Bakın, artık Batı’nın ikiyüzlülüğünü tartışmanın bile bir anlamı kalmadı. 7 Ekim’de olan, meşruiyet kaybının çok çok ileri bir noktaya varmasıdır. Bunun toparlanabilmesi Batı’nın zaten malum olan ikiyüzlülüğünün ifşasıyla sağlanamaz. Filistin’de iktidarın bir bölümünü gasp etmiş bir aktörle karşı karşıyayız ve bu aktör, yani Hamas, Filistin davasının meşruiyetinin erimesinde şimdiye dek hiç olmadığı kadar büyük bir rol oynadı. Birinci İntifada’yı hatırlayın; Filistin davasının tüm dünyada meşruiyet kazanmasını sağlamıştı. İkinci İntifada da intihar saldırıları vardı, Filistinli aktörlere bir sempati yoktu ama Filistin davasına şu veya bu şekilde ciddi bir meşruiyet kazandırdı. Çünkü Filistin sorununun gözden ırak kalmamasını sağlamıştı.
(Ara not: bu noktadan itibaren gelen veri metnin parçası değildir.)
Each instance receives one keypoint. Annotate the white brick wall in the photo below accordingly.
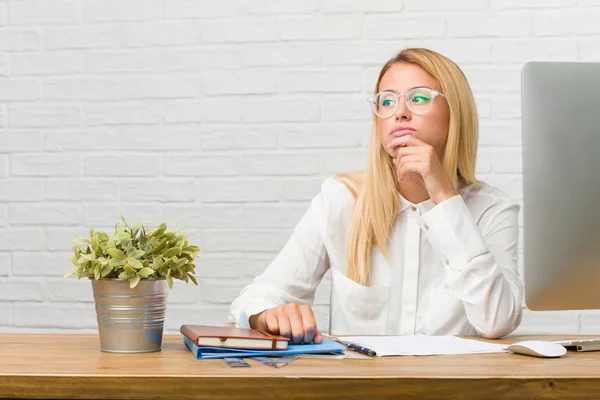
(227, 115)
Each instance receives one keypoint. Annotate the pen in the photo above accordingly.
(353, 346)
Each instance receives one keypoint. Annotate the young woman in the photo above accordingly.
(415, 244)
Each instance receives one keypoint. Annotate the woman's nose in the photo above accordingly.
(402, 111)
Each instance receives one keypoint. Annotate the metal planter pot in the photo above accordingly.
(130, 320)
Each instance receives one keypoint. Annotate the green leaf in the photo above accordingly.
(113, 262)
(134, 263)
(129, 270)
(90, 257)
(157, 263)
(136, 254)
(95, 243)
(175, 251)
(116, 253)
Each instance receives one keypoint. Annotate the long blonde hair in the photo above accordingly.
(376, 189)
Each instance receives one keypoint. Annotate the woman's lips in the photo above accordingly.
(402, 132)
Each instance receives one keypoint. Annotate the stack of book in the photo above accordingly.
(208, 342)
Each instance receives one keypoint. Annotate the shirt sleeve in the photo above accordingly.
(480, 261)
(294, 274)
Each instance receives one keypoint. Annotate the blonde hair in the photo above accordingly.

FİLİSTİN ŞİMDİYE DEK HİÇ BU KADAR İZOLE OLMADI

Şu anda da öyle değil mi?

Hayır, şu anda dünyanın gündeminde olan Filistin meselesi değil, Hamas meselesi. Bu açıdan Filistin şimdiye dek hiç bu kadar izole olmadı.

2010 yılında İletişim Yayınları’ndan çıkan “Ortadoğu: Bir Şiddet Tarihi” kitabınızda, Aralık 1987-Eylül 1993 arasındaki Birinci İntifada bahsinde şöyle diyorsunuz: “Birinci İntifada’nın insani kayıplar bilançosu oldukça ağırdır: İsrail ordusu taşlara karşı gerçek mermiler kullanır. 241’i çocuk, 1.162 Filistinli öldürülür (İsrail’le işbirliği yapmakla suçlanan 500 kişi de bizzat Filistinliler tarafından infaz edilir). 18.000 kişi yaralanır, 175.000 kişi tutuklanır. Kayıtlara geçen 23.000 işkence vakası kötü muamelenin ‘işgalci-işgal edilen ilişkilerinde bir tarz’ haline geldiğini göstermektedir. İki bin ev İsrail kuvvetleri tarafından yıkılır. İsrail ordusu Filistin bayrağının ve Arafat portrelerinin asılmasını da yasaklar. Filistinliler ise beşi çocuk 140 İsrailliyi öldürürler.” 7 Ekim’de başlatılan savaşın, yöntem açısından bakıldığında Birinci ve İkinci İntifada’dan farkı ne?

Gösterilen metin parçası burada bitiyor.